Comment Léo aurait-il pu s’imaginer que Salomé, la cousine de Laura, allait s’enticher
grave de lui ? Lui, indécrottable romantique, comment pourrait-il se
glisser dans l’esprit de Max, dragueur invétéré, queutard quasi professionnel,
pour l’amener à agir selon ses principes ? Devenant ingérable, la combine échappe
dès lors à tout contrôle…
Non seulement Les
grand moyens est un véritable petit bijou d’écriture, mais cette comédie
est servie par une mise en scène au rythme échevelé, truffée de trouvailles
ingénieuses. Devant tant d’inventivité, Jugnot n’est pas le Roi Arthur, mais
Merlin l’Enchanteur ! Or, pour qu’une machine aussi méticuleusement huilée
puisse tourner à plein régime, il faut qu’elle soit actionnée par des comédiens
qui puissent non seulement s’associer à ce délire totalement maîtrisé mais
aussi lui apporter leur propre folie. Et actuellement, il n’existe aucun binôme
aussi explosif et performant que celui formé par Cyril Garnier et Guillaume
Sentou. Arthur Jugnot, qui les avait eus pour partenaires dans la pièce
elle-même louftingue, A deux lits du
délit, savait exactement ce qu’il pouvait attendre de ces deux énergumènes.

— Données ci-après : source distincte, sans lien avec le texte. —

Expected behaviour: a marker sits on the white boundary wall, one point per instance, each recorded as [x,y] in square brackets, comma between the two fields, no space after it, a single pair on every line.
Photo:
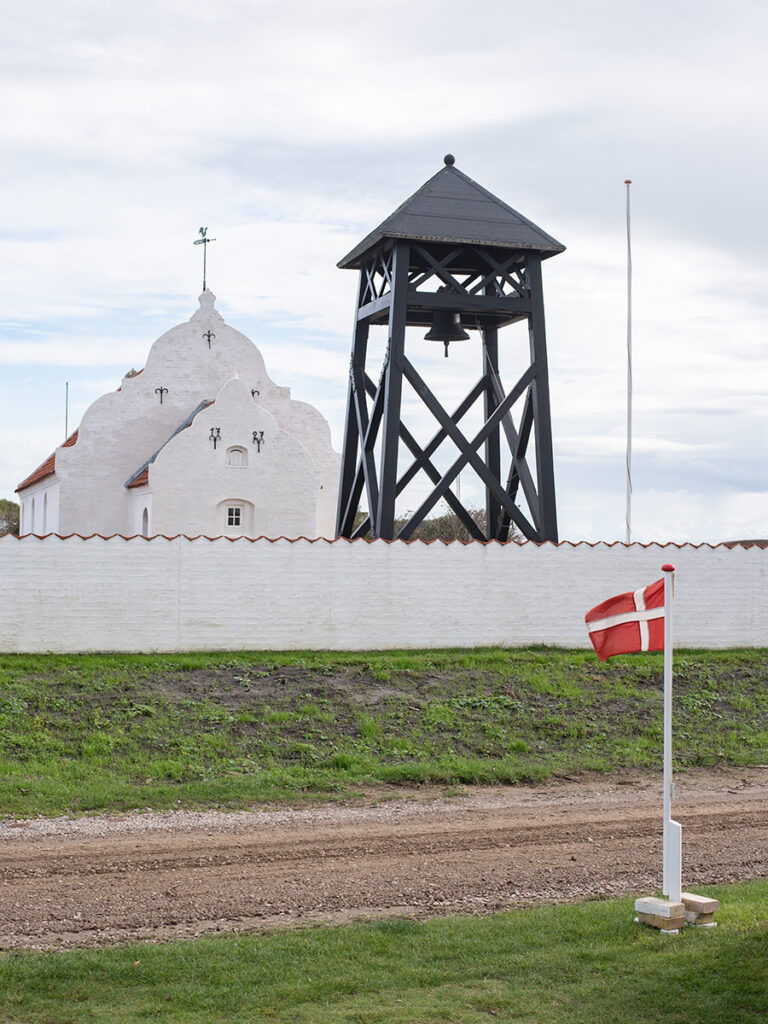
[117,594]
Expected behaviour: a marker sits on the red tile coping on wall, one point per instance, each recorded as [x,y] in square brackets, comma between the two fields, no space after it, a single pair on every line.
[48,467]
[339,540]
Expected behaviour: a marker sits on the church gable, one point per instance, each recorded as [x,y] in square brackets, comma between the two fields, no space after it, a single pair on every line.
[236,473]
[110,482]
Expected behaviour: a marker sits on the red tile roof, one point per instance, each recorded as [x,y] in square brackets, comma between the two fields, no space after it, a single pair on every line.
[48,467]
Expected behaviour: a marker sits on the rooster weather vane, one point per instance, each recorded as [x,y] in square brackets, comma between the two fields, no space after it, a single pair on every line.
[203,241]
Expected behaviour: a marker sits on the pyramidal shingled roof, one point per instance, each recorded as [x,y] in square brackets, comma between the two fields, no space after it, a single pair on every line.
[451,207]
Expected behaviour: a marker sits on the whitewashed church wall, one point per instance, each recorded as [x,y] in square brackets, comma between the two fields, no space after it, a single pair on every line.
[39,508]
[74,594]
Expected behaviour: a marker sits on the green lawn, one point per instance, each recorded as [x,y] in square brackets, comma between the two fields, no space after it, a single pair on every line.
[582,964]
[99,732]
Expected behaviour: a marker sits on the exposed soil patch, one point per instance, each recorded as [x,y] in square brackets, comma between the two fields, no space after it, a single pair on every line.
[105,880]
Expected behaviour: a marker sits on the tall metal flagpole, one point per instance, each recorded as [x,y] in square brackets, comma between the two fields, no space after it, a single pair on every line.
[628,182]
[672,867]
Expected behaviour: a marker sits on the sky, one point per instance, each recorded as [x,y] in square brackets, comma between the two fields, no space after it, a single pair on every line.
[291,129]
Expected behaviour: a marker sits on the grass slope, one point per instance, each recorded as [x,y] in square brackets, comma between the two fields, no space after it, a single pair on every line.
[570,965]
[102,732]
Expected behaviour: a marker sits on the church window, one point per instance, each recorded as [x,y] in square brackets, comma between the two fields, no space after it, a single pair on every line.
[237,456]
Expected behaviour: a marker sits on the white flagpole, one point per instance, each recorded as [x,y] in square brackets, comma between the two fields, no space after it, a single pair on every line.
[628,182]
[671,885]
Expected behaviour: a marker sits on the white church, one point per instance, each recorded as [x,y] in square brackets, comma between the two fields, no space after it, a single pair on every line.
[199,442]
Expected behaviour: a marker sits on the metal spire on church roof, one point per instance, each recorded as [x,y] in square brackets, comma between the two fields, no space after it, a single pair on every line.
[203,241]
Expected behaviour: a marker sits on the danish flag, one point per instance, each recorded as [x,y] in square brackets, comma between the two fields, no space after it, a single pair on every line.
[628,623]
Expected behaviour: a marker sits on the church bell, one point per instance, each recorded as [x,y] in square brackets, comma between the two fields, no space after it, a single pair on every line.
[446,327]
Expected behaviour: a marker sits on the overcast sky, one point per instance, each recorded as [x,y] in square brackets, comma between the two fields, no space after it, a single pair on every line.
[291,129]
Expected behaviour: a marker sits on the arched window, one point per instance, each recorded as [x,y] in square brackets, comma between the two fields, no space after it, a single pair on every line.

Non contents d’assurer sur le strict plan de la comédie, ils y mettent leur
petit plus, à savoir quelques prouesses physiques complètement cartoonesques qu’ils
sont les seuls capables d’accomplir.
Dans cette pièce la rapidité des échanges et l’enchevêtrement
des situations sont tels qu’on ne sait vraiment plus où donner de la tête. Et
on rit, on rit, on rit… Sincèrement, chapeau aux auteurs. Il en faut de l’imagination
pour réussir à concocter une comédie aussi bien construite et qui nous tienne
en haleine du début à la fin sans aucune incohérence. La manière dont les
dialogues s’enchaînent est d’une rare originalité, surtout au théâtre, où tout
se déroule en direct. Et le rythme est donné par la succession nerveuse de
petites saynètes. C’est réellement magistral. Il y a vraiment de superbes
idées. Ne serait-ce que de jouer les deux versions d’une scène : celle qui
était prévue et celle qui s’est réellement passée. L’effet de surprise sur nous
est d’autant plus réjouissant.
Du début à la fin, on se sent en empathie avec les quatre
protagonistes des Grands moyens. Ils
nous ressemblent, ils sont comme nous, avec leurs doutes, leur quête de
bonheur. Le casting est parfait, épatant. Pour donner la réplique à ces deux
hurluberlus de Garnier et Sentou, il fallait deux jeunes femmes promptes à s’engouffrer
dans ce joyeux univers et aptes à y ajouter leur grain de folie. Magaly
Godenaire et Marie Montoya campent avec autant de malice que de sensibilité ces
deux jeunes femmes en mal d’amour en mal de mâles. Contrairement aux
bonshommes, elles restent lucides, même si, heureusement, elles ne sont pas
toujours raisonnables.
Je ne peux que vous recommander le plus chaudement cette
pièce joyeuse, pleine d’humour et pleine d’amour. C’est une réussite totale, à
tous les niveaux. Que ce soit sur le plan de l’écriture, sur celui de la mise
en scène te sur celui du jeu d’acteur, ils y ont tous mis le meilleur d’eux-mêmes.
Les grands moyens, quoi !
2 commentaires:
Merci pour cet avis.
Nous avons pris nos billets pour Novembre.
Bernard.
Genialissime
Je suis allé voir cette pièce car je suis fascinée par le talent de Garnier et Sentou et je voulais suivre leur aventure. Et bien je ne cacherai pas qu'en allant voir ce vaudeville j'ai découvert encore plus ces deux fous qui me font déjà bien rire car je les ai découvert dans quelque chose de romantique. C'est difficile à admettre mais ils sont capable de provoquer en nous ce petit malaise face à la situation difficile de leur personnage. On se laisse prendre dans l'histoire, on est captivé. On est aussi bouleversé que ces quatre personnages. Oui, parce que je suis venu pour ces deux gars mais en venant les voir j'ai découvert deux ravissantes jeunes femmes bourrées de talent! Drôles, émouvantes et talentueuses. Je ne regrette pas du tout d'avoir été voir les Grands Moyens et pour tout dire s'il m'est possible d'y retourner je n'hésiterai pas une seule seconde.
Bravo ! Et courez vite voir cette pièce si ce n'est le déjà fait.